2025Design Frameworks, UX Research, AI Ethics
Artists vs AI
Ten Instagram artists on what generative AI took, and what would give it back.
Small artists are losing visibility, credit, and income to generative models trained on work like theirs. We ran contextual research with ten of them and turned 202 interpretation notes into design directions a platform could act on.
- Role
- UX Researcher
- Team
- Soyon Kim, Erica Flora Yu, Esther Suh, Elise Zur, Christy Yu
- Method
- Contextual interviews and directed storytelling
- Sample
- 10 Instagram artists under 10k followers
- Links
- Read the zine
Artists are buried under work trained on their own
Original work by small Instagram artists is being buried under generative content, some of it trained on that same work. The artists we spoke to were spending real energy protecting an artistic identity that the platform gives them almost no tools to protect.
Memories, not opinions: 202 notes from ten artists
We were after the things artists feel but do not post about, so we asked for specific memories rather than opinions.

Contextual interviews
45 to 60 minute interviews to understand how artists feel about generative AI in the situations where they actually meet it. Participants were recruited through personal networks in the artist community.

Ten artists
Ten small Instagram artists under 10k followers, all consistently active over the previous six months. Illustrators, digital painters, animators, and mixed-media artists.

Directed storytelling
We prompted participants to recall specific moments involving generative AI. Anchoring on real events surfaced honest emotion and real decisions instead of rehearsed positions.
The interviews produced 202 interpretation notes. We synthesised them through affinity clustering, then built an empathy map and a cultural model so we were reading the data from more than one angle.
Self-protection has a ceiling, so the platform has to act
Five quotes, and what each one asks a platform to do.
I struggle to tell, and you have to start zooming in to see the details, and then you feel bad, because what if it has been made by real artists? It is a bit disheartening.
Artists are running manual forensics on their own feed. Disclosure should be automatic and system-side: platforms and AI tools should say when content is generated or trained on a specific artist's work, so the burden of policing infringement stops sitting on the people being infringed.
People think of AI with black and white thinking, but there is the gray area as well. I do not know if I have a platform to share this opinion.
Several artists hold more complex private views than they can say publicly.

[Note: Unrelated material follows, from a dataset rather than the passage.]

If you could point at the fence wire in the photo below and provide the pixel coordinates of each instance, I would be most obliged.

Many see practical uses for AI in ideation or admin work and fear the social cost of admitting it. The polarised discourse pushes people into camps they do not fully live in, and it blocks the conversation about responsible integration before it starts.

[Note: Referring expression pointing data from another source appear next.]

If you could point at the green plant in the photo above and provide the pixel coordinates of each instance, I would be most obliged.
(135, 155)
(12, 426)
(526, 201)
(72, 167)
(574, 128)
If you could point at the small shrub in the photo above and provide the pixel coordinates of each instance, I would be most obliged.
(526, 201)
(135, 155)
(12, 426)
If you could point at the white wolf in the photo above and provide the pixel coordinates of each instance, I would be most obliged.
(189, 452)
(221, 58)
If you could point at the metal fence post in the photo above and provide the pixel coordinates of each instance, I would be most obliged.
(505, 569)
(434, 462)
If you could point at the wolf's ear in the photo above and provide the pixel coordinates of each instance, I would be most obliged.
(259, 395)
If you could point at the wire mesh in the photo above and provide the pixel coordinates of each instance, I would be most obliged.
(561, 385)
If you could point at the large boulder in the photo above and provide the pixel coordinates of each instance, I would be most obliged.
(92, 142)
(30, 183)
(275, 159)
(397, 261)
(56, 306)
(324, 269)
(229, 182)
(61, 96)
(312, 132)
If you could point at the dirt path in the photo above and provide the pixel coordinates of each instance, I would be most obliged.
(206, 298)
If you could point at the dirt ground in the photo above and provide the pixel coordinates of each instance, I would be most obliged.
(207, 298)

Humans are responsible for making sure AI does not take over artistic standards.
Artists locate the responsibility with people and institutions, not with the technology. That is an argument for explicit platform-wide rules: what disclosure is expected, what use is permitted, and what happens when the rules are broken. Without them, the standard defaults to whatever is easiest to publish.
You can see what used to be a signature or what used to be a watermark in the corner of an image, that sort of proves it came from another artist.

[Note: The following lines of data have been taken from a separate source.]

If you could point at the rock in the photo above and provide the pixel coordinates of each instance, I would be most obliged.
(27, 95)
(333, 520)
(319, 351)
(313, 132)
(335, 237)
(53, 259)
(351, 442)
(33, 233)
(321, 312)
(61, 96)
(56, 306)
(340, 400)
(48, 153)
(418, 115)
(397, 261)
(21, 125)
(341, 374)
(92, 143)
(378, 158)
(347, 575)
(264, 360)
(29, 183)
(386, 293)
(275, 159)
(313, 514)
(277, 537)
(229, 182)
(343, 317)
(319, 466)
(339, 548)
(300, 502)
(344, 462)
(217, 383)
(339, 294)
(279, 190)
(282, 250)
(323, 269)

One artist described watermarks as a way to catch generated work, because models imitate the signatures of the humans they learned from. Individual defences like this leave artists feeling they have lost agency entirely. Making AI origin visible, enforceable, and simple to filter is a systemic answer to a problem people are currently solving alone.
With the age of AI, I need to argue more to people who are unable to understand the beauty of human-crafted products, ideas, and artwork.
Artists lit up talking about the small behind-the-scenes details of their work, almost as proof of authorship. The emotional connection to a piece thins out when the effort behind it is invisible, which makes process visibility a design problem and not just a marketing one.

Five directions, from disclosure to co-designing with artists
Five directions a platform could take, ordered from what it owes artists to what it could build with them.
- Invest in transparency features that state plainly how models interact with an artist's content, including no training and opt-in collection.
- Build creator protection tools: style protection, watermarking, and blocking model scraping.
- Pilot AI features with small artist groups to co-design ethical creative tools around ideation and moodboarding.
- Define clear platform-wide guidelines for AI use, including disclosure expectations and what is not allowed.
- Support community-led initiatives that make human-made art, and the process behind it, more visible.